For better or for worse, contentions about nature-nurture have intensified because quantitative genetics produces a number called a heritability coefficient, varying from 0 to 1, that is meant to provide a single measure of genetics’ influence of a trait. In a general way, a heritability coefficient measures how strongly differences among individuals are related to differences among their genes.

But beware: Heritability coefficients, although simple to compute, are deceptively difficult to interpret. Nevertheless, numbers that provide simple answers to complicated questions tend to have a strong influence on the human imagination, and a great deal of time has been spent discussing whether the heritability of intelligence or personality or depression is equal to one number or another. Microscopic image of DNA

Quantitative genetics uses statistical methods to study the effects that both heredity and environment have on test subjects. These methods have provided us with the heritability coefficient which measures how strongly differences among individuals for a trait are related to differences among their genes.

One reason nature-nurture continues to fascinate us so much is that we live in an era of great scientific discovery in genetics, comparable to the times of Copernicus, Galileo, and Newton, with regard to astronomy and physics. Every day, it seems, new discoveries are made, new possibilities proposed.

When Francis Galton first started thinking about nature-nurture in the late19th century he was very influenced by his cousin, Charles Darwin, but genetics per se was unknown. Mendel’s famous work with peas, conducted at about the same time, went undiscovered for 20 years;

quantitative genetics was developed in the 1920s; DNA was discovered by Watson and Crick in the 1950s; the human genome was completely sequenced at the turn of the 21st century; and we are now on the verge of being able to obtain the specific DNA sequence of anyone at a relatively low cost.

No one knows what this new genetic knowledge will mean for the study of nature-nurture, but as we will see in the next section, answers to nature-nurture questions have turned out to be far more difficult and mysterious than anyone imagined.

What Have We Learned About Nature-Nurture?

It would be satisfying to be able to say that nature-nurture studies have given us conclusive and complete evidence about where traits come from, with some traits clearly resulting from genetics and others almost entirely from environmental factors, such as childrearing practices and personal will; but that is not the case. Instead, everything has turned out to have some footing in genetics.

The more genetically-related people are, the more similar they are-for everything: height, weight, intelligence, personality, mental illness, etc. Sure, it seems like common sense that some traits have a genetic bias. For example, adopted children resemble their biological parents even if they have never met them, and identical twins are more similar to each other than are fraternal twins.

And while certain psychological traits, such as personality or mental illness (e.g., schizophrenia), seem reasonably influenced by genetics, it turns out that the same is true for political attitudes, how much television people watch (Plomin, Corley, DeFries, & Fulker, 1990), and whether or not they get divorced (McGue & Lykken, 1992).

Mother splashing with daughter in a fountain.

Research over the last half century has revealed how central genetics are to behavior. The more genetically related people are the more similar they are not just physically but also in terms of personality and behavior.
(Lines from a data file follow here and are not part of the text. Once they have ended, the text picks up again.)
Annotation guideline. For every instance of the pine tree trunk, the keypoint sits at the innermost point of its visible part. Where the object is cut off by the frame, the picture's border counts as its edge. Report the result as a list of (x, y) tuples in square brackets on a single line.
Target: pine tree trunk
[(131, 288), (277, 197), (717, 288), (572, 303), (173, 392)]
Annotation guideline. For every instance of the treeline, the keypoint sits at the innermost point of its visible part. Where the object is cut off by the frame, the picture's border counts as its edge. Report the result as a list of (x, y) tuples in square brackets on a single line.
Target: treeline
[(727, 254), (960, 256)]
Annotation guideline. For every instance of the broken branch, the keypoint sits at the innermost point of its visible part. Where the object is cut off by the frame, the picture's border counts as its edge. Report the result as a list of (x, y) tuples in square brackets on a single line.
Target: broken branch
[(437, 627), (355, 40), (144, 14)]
It may seem surprising, but genetic influence on behavior is a relatively recent discovery. In the middle of the 20th century, psychology was dominated by the doctrine of behaviorism, which held that behavior could only be explained in terms of environmental factors.

Psychiatry concentrated on psychoanalysis, which probed for roots of behavior in individuals’ early life-histories. The truth is, neither behaviorism nor psychoanalysis is incompatible with genetic influences on behavior, and neither Freud nor Skinner was naive about the importance of organic processes in behavior.

Nevertheless, in their day it was widely thought that children’s personalities were shaped entirely by imitating their parents’ behavior, and that schizophrenia was caused by certain kinds of “pathological mothering.”